La déduction des intérêts débiteurs est fortement restreinte : voici ce qui se cache derrière le changement de système concernant la valeur locative
On entend et on lit beaucoup en ce moment au sujet de la votation fédérale du 28 septembre 2025 concernant le changement de système prévu pour la valeur locative : celle-ci devrait être supprimée, ce qui entraînerait en contrepartie des restrictions au niveau des déductions fiscales et donnerait aux cantons la possibilité d'introduire un impôt sur les biens immobiliers pour les résidences secondaires principalement occupées par leur propriétaire.
Dans cette newsletter, nous souhaitons attirer l'attention sur un point qui est souvent négligé dans le débat public, mais qui peut avoir des répercussions importantes pour un cercle de contribuables bien plus large que celui des seuls propriétaires immobiliers : la déduction des intérêts d'emprunt, qui a été entièrement repensée et qui, dans la plupart des cas, a été considérablement restreinte.

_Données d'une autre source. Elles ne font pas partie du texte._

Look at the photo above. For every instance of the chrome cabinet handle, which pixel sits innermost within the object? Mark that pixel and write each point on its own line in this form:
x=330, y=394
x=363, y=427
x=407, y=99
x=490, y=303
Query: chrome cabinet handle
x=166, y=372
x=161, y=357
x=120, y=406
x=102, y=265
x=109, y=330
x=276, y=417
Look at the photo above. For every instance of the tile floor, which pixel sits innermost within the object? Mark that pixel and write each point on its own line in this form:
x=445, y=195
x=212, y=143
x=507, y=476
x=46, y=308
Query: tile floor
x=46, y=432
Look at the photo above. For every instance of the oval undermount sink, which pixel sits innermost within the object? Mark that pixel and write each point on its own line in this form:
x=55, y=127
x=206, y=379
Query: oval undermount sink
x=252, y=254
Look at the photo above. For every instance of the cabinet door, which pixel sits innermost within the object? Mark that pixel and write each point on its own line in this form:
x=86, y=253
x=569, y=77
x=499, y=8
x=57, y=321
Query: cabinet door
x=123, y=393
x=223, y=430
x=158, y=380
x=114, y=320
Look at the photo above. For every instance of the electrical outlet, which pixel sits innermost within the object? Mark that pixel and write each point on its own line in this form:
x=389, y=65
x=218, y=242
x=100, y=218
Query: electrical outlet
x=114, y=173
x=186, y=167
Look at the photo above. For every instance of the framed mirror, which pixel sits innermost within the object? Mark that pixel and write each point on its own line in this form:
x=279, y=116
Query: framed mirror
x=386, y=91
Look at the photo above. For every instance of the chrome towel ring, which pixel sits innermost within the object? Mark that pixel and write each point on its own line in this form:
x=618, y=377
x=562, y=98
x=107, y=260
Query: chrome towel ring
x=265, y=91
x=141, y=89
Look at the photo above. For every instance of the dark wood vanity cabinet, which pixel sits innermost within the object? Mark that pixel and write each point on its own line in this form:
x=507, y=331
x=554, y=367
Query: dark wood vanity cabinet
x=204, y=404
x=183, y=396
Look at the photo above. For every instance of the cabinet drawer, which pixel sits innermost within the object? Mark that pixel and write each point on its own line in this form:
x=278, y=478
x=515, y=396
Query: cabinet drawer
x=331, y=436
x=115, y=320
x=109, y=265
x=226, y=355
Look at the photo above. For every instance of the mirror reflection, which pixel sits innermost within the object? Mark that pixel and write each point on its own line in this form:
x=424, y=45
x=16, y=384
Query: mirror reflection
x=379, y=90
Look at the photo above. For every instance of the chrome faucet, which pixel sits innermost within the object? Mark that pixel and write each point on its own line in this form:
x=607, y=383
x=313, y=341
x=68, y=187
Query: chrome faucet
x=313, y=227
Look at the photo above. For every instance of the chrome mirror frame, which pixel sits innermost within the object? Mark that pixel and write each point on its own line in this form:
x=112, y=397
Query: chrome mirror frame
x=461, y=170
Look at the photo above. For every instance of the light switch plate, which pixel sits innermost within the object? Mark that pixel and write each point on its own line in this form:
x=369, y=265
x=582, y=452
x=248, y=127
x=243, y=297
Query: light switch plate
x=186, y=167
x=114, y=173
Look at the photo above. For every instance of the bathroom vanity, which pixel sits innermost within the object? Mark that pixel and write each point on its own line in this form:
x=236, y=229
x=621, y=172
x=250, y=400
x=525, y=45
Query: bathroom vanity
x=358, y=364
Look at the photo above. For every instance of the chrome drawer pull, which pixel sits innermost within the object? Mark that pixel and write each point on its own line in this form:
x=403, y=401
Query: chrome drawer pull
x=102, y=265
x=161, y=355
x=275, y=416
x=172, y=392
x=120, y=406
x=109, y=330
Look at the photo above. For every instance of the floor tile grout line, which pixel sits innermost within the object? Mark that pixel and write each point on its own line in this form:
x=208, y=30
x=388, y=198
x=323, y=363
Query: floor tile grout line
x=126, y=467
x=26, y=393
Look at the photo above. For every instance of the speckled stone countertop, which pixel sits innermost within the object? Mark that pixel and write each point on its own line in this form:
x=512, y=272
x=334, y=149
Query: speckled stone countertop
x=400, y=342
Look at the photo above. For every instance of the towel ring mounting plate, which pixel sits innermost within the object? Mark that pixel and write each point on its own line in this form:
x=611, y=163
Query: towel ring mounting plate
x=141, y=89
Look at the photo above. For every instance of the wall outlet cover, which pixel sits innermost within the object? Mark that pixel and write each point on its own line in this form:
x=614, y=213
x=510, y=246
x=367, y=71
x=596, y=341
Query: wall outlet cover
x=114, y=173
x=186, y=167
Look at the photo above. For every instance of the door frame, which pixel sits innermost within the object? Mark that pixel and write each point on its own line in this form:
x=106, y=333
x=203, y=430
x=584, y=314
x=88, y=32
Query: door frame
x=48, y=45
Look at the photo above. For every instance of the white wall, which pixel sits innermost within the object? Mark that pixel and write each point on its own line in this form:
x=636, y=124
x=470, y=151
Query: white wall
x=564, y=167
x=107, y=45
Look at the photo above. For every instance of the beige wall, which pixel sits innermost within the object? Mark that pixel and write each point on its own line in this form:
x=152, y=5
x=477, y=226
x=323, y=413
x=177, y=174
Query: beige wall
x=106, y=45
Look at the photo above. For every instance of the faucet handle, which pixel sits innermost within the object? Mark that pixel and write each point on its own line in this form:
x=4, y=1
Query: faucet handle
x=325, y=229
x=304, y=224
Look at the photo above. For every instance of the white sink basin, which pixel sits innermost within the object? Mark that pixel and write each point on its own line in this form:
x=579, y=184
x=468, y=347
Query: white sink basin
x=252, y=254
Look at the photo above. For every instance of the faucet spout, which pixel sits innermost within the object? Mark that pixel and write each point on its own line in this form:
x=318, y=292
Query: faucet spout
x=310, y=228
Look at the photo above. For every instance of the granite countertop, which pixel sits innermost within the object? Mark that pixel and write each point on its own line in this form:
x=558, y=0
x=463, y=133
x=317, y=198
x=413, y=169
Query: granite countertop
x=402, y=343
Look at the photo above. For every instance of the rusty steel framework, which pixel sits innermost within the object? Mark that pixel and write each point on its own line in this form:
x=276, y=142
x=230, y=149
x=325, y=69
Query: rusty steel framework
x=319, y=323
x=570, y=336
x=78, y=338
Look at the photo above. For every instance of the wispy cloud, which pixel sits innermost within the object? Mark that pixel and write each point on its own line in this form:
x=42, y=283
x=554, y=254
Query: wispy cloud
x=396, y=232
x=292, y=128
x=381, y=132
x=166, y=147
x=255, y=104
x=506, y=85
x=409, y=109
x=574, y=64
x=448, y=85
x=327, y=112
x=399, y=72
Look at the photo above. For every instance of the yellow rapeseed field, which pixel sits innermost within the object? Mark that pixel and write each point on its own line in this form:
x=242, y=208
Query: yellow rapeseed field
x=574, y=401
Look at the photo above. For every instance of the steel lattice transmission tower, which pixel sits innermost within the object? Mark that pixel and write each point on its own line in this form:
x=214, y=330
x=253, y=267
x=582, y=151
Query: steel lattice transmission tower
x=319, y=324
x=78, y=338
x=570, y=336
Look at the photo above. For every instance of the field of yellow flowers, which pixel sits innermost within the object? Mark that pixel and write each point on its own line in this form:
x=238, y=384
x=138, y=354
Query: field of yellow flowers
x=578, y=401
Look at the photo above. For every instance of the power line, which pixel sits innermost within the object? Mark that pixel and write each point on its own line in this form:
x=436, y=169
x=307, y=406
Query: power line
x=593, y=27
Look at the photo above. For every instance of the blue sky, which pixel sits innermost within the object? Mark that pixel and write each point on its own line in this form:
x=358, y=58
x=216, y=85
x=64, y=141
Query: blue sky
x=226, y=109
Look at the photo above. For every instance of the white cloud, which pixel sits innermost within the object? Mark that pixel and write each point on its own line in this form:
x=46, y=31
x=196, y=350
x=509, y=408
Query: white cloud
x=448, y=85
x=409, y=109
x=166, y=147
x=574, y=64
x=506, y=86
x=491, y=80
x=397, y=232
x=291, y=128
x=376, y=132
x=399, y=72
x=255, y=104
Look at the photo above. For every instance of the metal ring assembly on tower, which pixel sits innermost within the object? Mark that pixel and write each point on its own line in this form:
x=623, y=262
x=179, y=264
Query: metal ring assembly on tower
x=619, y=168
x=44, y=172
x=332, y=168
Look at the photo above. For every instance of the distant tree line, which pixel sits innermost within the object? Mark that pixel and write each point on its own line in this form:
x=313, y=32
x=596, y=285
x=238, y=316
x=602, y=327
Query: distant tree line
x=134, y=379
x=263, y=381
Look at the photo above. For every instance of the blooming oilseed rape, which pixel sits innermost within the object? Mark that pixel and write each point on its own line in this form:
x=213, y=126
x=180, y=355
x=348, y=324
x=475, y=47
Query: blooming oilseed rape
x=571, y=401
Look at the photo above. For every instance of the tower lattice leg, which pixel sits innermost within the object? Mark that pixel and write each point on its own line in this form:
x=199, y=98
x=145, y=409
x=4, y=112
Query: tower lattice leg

1. Quels changements concrets l'adoption du projet entraînera-t-elle ?
- Valeur locative: non applicable aux logements occupés par leur propriétaire (résidence principale et résidence secondaire).
- Déductions pour frais d'entretien: les frais d'entretien ne seront désormais plus déductibles au titre de l'impôt fédéral direct (à l'exception de la protection des monuments historiques) ; les déductions cantonales liées à l'énergie et à l'environnement seront possibles jusqu'en 2050 au plus tard.
- Réforme de la déduction des intérêts d'emprunt: voir à ce sujet le chapitre 2.
- Déduction pour primo-accédants: toute personne qui acquiert pour la première fois un bien immobilier destiné à son usage personnel à titre permanent peut continuer à déduire des intérêts hypothécaires (supplémentaires) pendant dix ans (max. 10 000 CHF par an pour les couples mariés, 5 000 CHF pour les personnes seules ; la déduction diminue chaque année de manière linéaire de 10 %).
- Impôt foncier: les cantons peuvent appliquer un régime fiscal particulier aux résidences secondaires
2. Élément clé méconnu : la déduction des intérêts débiteurs au prorata
La véritable portée du changement de système ne réside pas dans la suppression de la valeur locative, mais dans la redéfinition de la déduction des intérêts passifs. Ce point est souvent occulté dans le débat public, alors qu’il s’agit d’un changement substantiel ayant des conséquences pour l’ensemble des contribuables.
À l'avenir, les intérêts sur les dettes privées ne pourront plus être déduits sans autre forme de procès, mais ne seront déductibles que dans des limites strictes et selon un taux déterminé (proportionnel à la part des biens immobiliers loués dans la fortune totale). En l'absence de biens immobiliers loués, la déduction des intérêts passifs est même totalement supprimée, y compris pour les hypothèques sur la résidence principale, les crédits lombards ou à la consommation. La règle actuelle (50 000 CHF plus les revenus du patrimoine) est supprimée sans être remplacée.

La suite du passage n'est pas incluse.